Un peu par­tout au Ben­gale et dans chaque quar­tier de Kol­ka­ta, des asso­cia­tions cultu­relles sont enga­gées dans les pré­pa­ra­tions et l’organisation des pûjâs. Il ne manque pas de volon­taires pour contri­buer au suc­cès de cet évé­ne­ment reli­gieux et cultu­rel qui sur­passe tous les autres par sa signi­fi­ca­tion, sa tra­di­tion et sa durée.
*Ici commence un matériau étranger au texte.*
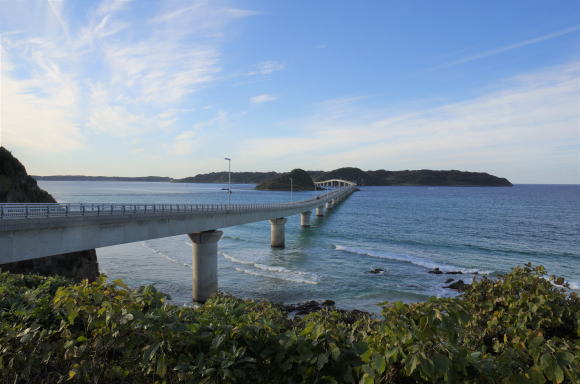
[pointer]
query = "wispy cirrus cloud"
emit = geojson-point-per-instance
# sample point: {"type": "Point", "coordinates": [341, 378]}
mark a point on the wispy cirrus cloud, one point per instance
{"type": "Point", "coordinates": [267, 67]}
{"type": "Point", "coordinates": [108, 70]}
{"type": "Point", "coordinates": [263, 98]}
{"type": "Point", "coordinates": [528, 122]}
{"type": "Point", "coordinates": [510, 47]}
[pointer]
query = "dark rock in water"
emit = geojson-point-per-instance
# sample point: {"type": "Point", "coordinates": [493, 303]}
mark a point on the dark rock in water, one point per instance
{"type": "Point", "coordinates": [459, 285]}
{"type": "Point", "coordinates": [301, 181]}
{"type": "Point", "coordinates": [16, 186]}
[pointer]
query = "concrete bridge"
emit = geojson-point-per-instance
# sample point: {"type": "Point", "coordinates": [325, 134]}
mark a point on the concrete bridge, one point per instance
{"type": "Point", "coordinates": [31, 231]}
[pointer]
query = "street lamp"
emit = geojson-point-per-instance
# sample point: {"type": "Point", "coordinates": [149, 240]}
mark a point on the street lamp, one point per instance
{"type": "Point", "coordinates": [229, 179]}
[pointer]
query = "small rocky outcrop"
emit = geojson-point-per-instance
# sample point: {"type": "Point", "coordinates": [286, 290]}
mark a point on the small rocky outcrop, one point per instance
{"type": "Point", "coordinates": [16, 186]}
{"type": "Point", "coordinates": [301, 181]}
{"type": "Point", "coordinates": [307, 307]}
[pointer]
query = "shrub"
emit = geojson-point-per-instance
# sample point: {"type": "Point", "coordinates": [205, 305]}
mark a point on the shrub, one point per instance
{"type": "Point", "coordinates": [517, 328]}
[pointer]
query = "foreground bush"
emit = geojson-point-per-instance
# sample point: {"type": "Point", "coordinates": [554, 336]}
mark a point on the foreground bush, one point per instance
{"type": "Point", "coordinates": [518, 329]}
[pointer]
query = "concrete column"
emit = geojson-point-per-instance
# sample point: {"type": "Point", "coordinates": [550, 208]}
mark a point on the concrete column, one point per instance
{"type": "Point", "coordinates": [277, 234]}
{"type": "Point", "coordinates": [204, 264]}
{"type": "Point", "coordinates": [305, 219]}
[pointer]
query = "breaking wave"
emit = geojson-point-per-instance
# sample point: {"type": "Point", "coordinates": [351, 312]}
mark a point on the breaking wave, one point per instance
{"type": "Point", "coordinates": [408, 259]}
{"type": "Point", "coordinates": [274, 272]}
{"type": "Point", "coordinates": [164, 255]}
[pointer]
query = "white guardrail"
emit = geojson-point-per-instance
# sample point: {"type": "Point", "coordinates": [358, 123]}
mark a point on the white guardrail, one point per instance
{"type": "Point", "coordinates": [10, 211]}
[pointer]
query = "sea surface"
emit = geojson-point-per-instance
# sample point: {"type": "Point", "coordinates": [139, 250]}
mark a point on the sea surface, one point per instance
{"type": "Point", "coordinates": [406, 231]}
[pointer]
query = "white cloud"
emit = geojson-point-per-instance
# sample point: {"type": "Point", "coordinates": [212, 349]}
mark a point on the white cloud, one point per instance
{"type": "Point", "coordinates": [516, 129]}
{"type": "Point", "coordinates": [39, 112]}
{"type": "Point", "coordinates": [263, 98]}
{"type": "Point", "coordinates": [506, 48]}
{"type": "Point", "coordinates": [106, 73]}
{"type": "Point", "coordinates": [184, 143]}
{"type": "Point", "coordinates": [267, 68]}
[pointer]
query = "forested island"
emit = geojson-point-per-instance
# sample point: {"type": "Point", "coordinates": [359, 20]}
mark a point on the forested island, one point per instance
{"type": "Point", "coordinates": [297, 179]}
{"type": "Point", "coordinates": [103, 178]}
{"type": "Point", "coordinates": [381, 177]}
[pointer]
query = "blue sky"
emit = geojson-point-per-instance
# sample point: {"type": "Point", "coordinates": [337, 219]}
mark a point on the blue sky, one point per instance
{"type": "Point", "coordinates": [170, 88]}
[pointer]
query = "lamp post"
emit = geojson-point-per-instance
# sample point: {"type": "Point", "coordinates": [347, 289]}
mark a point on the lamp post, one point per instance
{"type": "Point", "coordinates": [229, 179]}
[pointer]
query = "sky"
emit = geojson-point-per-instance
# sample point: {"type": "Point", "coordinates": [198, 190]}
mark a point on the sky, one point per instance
{"type": "Point", "coordinates": [170, 88]}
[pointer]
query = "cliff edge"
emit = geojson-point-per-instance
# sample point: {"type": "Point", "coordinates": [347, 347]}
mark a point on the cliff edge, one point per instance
{"type": "Point", "coordinates": [16, 186]}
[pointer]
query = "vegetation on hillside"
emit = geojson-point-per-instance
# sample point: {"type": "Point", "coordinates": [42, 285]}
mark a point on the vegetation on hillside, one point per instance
{"type": "Point", "coordinates": [424, 177]}
{"type": "Point", "coordinates": [222, 177]}
{"type": "Point", "coordinates": [519, 328]}
{"type": "Point", "coordinates": [301, 181]}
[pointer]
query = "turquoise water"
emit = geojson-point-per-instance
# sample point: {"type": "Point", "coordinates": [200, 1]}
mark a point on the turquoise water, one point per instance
{"type": "Point", "coordinates": [404, 230]}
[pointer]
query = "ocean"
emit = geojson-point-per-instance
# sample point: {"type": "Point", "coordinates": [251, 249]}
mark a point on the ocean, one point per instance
{"type": "Point", "coordinates": [405, 231]}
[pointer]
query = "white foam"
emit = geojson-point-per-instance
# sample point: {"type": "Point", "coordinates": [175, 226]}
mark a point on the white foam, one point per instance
{"type": "Point", "coordinates": [276, 276]}
{"type": "Point", "coordinates": [407, 259]}
{"type": "Point", "coordinates": [164, 255]}
{"type": "Point", "coordinates": [238, 261]}
{"type": "Point", "coordinates": [274, 272]}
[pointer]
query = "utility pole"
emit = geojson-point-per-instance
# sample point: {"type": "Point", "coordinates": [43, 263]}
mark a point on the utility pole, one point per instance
{"type": "Point", "coordinates": [229, 180]}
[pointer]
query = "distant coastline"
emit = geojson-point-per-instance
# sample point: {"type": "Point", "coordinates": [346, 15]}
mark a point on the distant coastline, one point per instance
{"type": "Point", "coordinates": [423, 177]}
{"type": "Point", "coordinates": [102, 178]}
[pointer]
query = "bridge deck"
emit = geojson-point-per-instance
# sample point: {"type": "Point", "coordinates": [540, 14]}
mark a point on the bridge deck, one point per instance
{"type": "Point", "coordinates": [29, 231]}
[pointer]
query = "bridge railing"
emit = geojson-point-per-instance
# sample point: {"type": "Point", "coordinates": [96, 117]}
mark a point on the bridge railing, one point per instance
{"type": "Point", "coordinates": [38, 210]}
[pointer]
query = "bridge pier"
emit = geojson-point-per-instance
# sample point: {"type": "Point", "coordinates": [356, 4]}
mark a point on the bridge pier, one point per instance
{"type": "Point", "coordinates": [277, 233]}
{"type": "Point", "coordinates": [204, 264]}
{"type": "Point", "coordinates": [305, 219]}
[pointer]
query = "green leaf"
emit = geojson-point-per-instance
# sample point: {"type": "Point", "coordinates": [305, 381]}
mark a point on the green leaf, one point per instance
{"type": "Point", "coordinates": [161, 366]}
{"type": "Point", "coordinates": [379, 362]}
{"type": "Point", "coordinates": [411, 365]}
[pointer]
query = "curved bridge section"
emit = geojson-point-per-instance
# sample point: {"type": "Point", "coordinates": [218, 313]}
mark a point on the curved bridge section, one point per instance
{"type": "Point", "coordinates": [30, 231]}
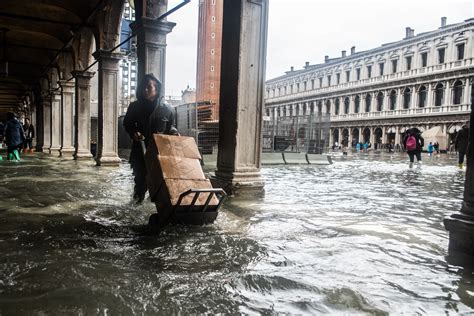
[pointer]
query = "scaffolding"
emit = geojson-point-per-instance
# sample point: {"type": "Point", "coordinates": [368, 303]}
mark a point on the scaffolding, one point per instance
{"type": "Point", "coordinates": [305, 133]}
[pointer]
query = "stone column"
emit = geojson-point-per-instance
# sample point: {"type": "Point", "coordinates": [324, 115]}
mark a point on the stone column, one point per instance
{"type": "Point", "coordinates": [151, 47]}
{"type": "Point", "coordinates": [67, 149]}
{"type": "Point", "coordinates": [82, 126]}
{"type": "Point", "coordinates": [449, 93]}
{"type": "Point", "coordinates": [107, 142]}
{"type": "Point", "coordinates": [413, 98]}
{"type": "Point", "coordinates": [461, 225]}
{"type": "Point", "coordinates": [372, 137]}
{"type": "Point", "coordinates": [429, 97]}
{"type": "Point", "coordinates": [467, 91]}
{"type": "Point", "coordinates": [397, 135]}
{"type": "Point", "coordinates": [39, 127]}
{"type": "Point", "coordinates": [55, 124]}
{"type": "Point", "coordinates": [331, 137]}
{"type": "Point", "coordinates": [244, 45]}
{"type": "Point", "coordinates": [46, 124]}
{"type": "Point", "coordinates": [399, 103]}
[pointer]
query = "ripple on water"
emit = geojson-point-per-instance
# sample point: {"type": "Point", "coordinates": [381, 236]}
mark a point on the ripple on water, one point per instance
{"type": "Point", "coordinates": [361, 236]}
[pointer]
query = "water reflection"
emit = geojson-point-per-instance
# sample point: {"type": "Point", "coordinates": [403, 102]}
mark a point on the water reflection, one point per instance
{"type": "Point", "coordinates": [362, 236]}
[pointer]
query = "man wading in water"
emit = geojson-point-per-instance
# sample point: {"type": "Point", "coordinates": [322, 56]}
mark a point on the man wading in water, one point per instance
{"type": "Point", "coordinates": [146, 116]}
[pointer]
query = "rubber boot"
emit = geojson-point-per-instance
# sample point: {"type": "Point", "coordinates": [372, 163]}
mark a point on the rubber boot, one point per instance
{"type": "Point", "coordinates": [16, 154]}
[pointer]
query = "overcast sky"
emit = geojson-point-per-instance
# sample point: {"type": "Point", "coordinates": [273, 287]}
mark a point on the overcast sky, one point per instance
{"type": "Point", "coordinates": [307, 30]}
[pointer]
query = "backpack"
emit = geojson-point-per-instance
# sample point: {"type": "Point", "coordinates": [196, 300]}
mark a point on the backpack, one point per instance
{"type": "Point", "coordinates": [411, 143]}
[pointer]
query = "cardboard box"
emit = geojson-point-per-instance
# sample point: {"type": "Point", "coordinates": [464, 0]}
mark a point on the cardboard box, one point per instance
{"type": "Point", "coordinates": [173, 167]}
{"type": "Point", "coordinates": [168, 145]}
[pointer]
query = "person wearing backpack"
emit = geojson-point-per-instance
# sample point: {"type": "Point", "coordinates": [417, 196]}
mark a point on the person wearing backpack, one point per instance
{"type": "Point", "coordinates": [413, 143]}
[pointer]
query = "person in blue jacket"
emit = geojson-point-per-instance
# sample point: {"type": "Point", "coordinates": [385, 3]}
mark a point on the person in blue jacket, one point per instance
{"type": "Point", "coordinates": [14, 136]}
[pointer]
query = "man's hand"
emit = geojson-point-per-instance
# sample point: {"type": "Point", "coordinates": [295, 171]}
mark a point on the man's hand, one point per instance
{"type": "Point", "coordinates": [137, 136]}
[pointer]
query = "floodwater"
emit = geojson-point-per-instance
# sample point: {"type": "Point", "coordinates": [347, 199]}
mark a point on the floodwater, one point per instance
{"type": "Point", "coordinates": [361, 236]}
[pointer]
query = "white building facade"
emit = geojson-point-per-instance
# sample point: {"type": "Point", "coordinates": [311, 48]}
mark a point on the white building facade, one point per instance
{"type": "Point", "coordinates": [374, 96]}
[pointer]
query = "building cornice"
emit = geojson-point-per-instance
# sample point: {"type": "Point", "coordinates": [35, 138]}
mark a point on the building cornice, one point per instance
{"type": "Point", "coordinates": [310, 71]}
{"type": "Point", "coordinates": [375, 87]}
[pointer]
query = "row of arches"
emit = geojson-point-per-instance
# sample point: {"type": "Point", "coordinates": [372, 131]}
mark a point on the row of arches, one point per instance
{"type": "Point", "coordinates": [374, 102]}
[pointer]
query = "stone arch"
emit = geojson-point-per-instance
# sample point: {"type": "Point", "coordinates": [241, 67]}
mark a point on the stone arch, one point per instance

En fait, six mois avant les pûjâs, on s’est déjà mis d’accord pour dépar­ta­ger les tâches : bud­get, réser­va­tion de l’emplacement des sta­tues, réser­va­tion aus­si des prêtres pour les rites et des joueurs de « dhôl » (tam­bours tra­di­tion­nels) indis­pen­sables aux céré­mo­nials, achat de la sta­tue et des déco­ra­tions, orga­ni­sa­tion des jeux, spec­tacles et chants, arran­ge­ment des fleurs, prise en charge du « bhôg », ce repas végé­ta­rien pré­pa­ré une fois par jour et cela durant les cinq plus impor­tants jours des pûjâs pour nour­rir les plus dému­nis sans dis­cri­mi­na­tion de castes et de croyances.

Les pujâs donnent lieu à d’innombrables acti­vi­tés cultu­relles. Des arti­sans auront à sculp­ter plus de vingt mille sta­tues de Dur­gâ pour les besoins locaux et plu­sieurs cen­taines pour répondre à la demande des com­mu­nau­tés ben­ga­lies rési­dant à l’étranger. Leurs sta­tues, de véri­tables objets d’art, seront admi­rées par une mul­ti­tude de visi­teurs. Un grand nombre d’artisans vivent avec leur famille dans le quar­tier de Kumâr­tu­li qui depuis des géné­ra­tions, abrite les potiers au nord de Kolkata.

La période des pûjâs déchaîne les talents lit­té­raires qui se mani­festent dans d’innombrables publi­ca­tions. C’est l’occasion pour de nom­breux auteurs de faire paraître un nou­vel ouvrage et pour les mil­liers d’associations cultu­relles ben­ga­lies de lan­cer un maga­zine conte­nant les contri­bu­tions de ses membres. Ces maga­zines com­pren­dront un mélange de prose, de poé­sie, d’articles de tout genre et aus­si de des­sins dont l’âge des auteurs varie­ra entre 7 et 77 ans !

Les Ben­ga­lis se pré­ci­pi­te­ront pour ache­ter et dévo­rer les numé­ros spé­ciaux des revues publiées par les grandes mai­sons d’édition. Comme chaque numé­ro ras­semble au moins trois ou quatre œuvres d’écrivains bien connus, ils pour­ront momen­ta­né­ment assou­vir leur pas­sion pour la lecture.

Des mil­lions de spec­ta­teurs pro­fi­te­ront aus­si de ce temps consa­cré à la culture et au loi­sir pour assis­ter aux pièces de théâtre, aux concerts et aux spec­tacles de danses qui leur sont offerts gra­tui­te­ment chaque jour.